The technical definition of a sommelier is anyone who is trained and knowledgeable in wine and works on the procurement, storage, cellar rotation and service to wine customers. But there’s also a full-fledged certification program for attaining different levels of expertise.

The full certification process to become a Master Sommelier is broken down into four levels by the Court of Master Sommeliers – the governing body of the program. To complete level one, you must pass the introductory course and exam, which is administered over a two-day period. Many food and hospitality professionals take this course to gain a solid understanding of wine for their day-to-day business.

The second level of the Master Sommelier certification process requires passing one-day exam that’s given in three segments, which include a blind tasting of two wines, a written theory examination and a practical service examination. Candidates are required to show up appropriately dressed and equipped for professional wine service and are given 15 minutes to evaluate two wines and fill out a tasting grid that includes several specific aspects of wine classification.

Upon successful completion of level two, you can advance to level three and take the Advanced Sommelier course and examination. After three days of intensive lectures and tastings with Master Sommeliers, a two-day examination takes place. The exam includes restaurant wine service and salesmanship, a written theory examination based on Advanced Sommelier knowledge and a blind tasting of six wines. According to the Master Sommelier’s website, “the Advanced Examination is exponentially more challenging than the Certified Sommelier Examination” required in level one.
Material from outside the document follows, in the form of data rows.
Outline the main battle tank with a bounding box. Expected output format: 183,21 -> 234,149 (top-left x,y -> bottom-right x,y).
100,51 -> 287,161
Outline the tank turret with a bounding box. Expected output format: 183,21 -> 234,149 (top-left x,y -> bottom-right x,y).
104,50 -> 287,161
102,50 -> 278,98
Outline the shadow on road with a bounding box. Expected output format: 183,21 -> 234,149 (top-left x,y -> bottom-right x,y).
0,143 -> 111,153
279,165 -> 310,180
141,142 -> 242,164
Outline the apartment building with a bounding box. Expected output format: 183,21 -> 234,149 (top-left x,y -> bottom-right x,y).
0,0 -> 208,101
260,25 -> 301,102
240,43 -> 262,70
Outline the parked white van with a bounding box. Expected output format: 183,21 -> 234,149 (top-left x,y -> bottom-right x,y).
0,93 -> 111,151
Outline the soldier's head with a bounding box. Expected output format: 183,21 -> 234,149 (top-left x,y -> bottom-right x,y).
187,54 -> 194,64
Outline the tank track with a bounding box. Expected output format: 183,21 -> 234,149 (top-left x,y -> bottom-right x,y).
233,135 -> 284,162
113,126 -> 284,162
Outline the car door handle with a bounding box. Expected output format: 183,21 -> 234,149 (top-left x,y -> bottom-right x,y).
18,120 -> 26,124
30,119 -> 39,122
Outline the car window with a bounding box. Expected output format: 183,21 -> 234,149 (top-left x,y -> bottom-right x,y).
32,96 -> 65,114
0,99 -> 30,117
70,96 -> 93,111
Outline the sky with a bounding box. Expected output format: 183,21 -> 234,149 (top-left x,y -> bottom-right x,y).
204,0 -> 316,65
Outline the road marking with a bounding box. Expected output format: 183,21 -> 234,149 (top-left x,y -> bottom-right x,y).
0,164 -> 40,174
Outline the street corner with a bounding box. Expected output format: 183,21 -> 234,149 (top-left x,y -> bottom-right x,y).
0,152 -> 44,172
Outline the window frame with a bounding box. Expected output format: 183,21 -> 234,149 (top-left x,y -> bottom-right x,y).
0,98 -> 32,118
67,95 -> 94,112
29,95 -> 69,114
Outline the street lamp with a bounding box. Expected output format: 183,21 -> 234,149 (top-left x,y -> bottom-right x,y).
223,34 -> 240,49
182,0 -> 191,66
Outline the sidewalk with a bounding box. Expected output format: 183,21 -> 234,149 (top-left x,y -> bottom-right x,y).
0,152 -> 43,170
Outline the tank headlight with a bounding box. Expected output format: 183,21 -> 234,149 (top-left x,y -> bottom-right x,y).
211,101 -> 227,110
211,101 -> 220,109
The highest and final level of them all is becoming a certified Master Sommelier. It’s so difficult and so rare that people make it this far that since the program began in 1973, only 274 people in the world have been able to achieve the designation.

The Master Sommelier Diploma Examination consists of three parts: a theory examination, a blind tasting of six wines, and a practical wine service examination. This time it’s so difficult, however, that the pass rate for the Master Sommelier Examination the first time around is only about 10 percent.

On top of proving an advanced knowledge of pairing wines, designing menus and being able to display an expert level of skill about wines from around the world, you must also pass what’s called the “practical tasting”. This is what documentaries are made about – in just 25 minutes you must clearly and accurately describe six different wines. You must identify the grape varieties, country of origin, district and appellation of origin, and vintages of the wines tasted.

Whether you’re at a restaurant and are lucky enough to have a Master Sommelier or not – there are only 11 in Texas – you should at least now understand that there is much more to being a sommelier than just hanging out and enjoying wine!